In AWS and GCP environments, adversaries can trigger a request for a short-lived access token with the privileges of another user account.(Citation: Google Cloud Service Account Credentials)(Citation: AWS Temporary Security Credentials) The adversary can then use this token to request data or perform actions the original account could not. If permissions for this feature are misconfigured – for example, by allowing all users to request a token for a particular account - an adversary may be able to gain initial access to a Cloud Account or escalate their privileges.(Citation: Rhino Security Labs Enumerating AWS Roles)

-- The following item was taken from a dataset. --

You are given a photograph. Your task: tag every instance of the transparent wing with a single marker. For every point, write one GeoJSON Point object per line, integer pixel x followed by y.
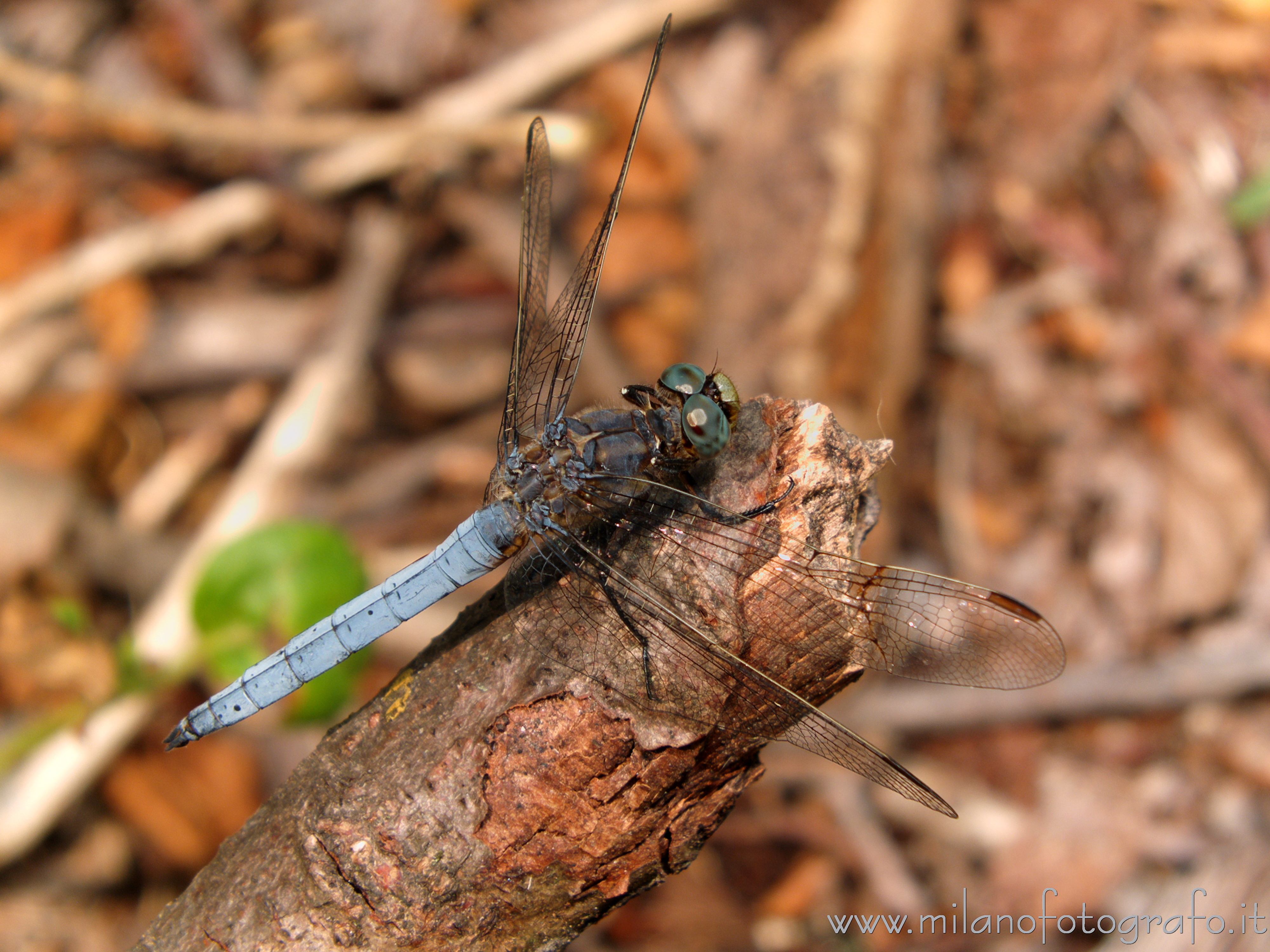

OAuth is one commonly implemented framework that issues tokens to users for access to systems. These frameworks are used collaboratively to verify the user and determine what actions the user is allowed to perform. Once identity is established, the token allows actions to be authorized, without passing the actual credentials of the user. Therefore, compromise of the token can grant the adversary access to resources of other sites through a malicious application.(Citation: okta)

For example, with a cloud-based email service once an OAuth access token is granted to a malicious application, it can potentially gain long-term access to features of the user account if a "refresh" token enabling background access is awarded.(Citation: Microsoft Identity Platform Access 2019) With an OAuth access token an adversary can use the user-granted REST API to perform functions such as email searching and contact enumeration.(Citation: Staaldraad Phishing with OAuth 2017)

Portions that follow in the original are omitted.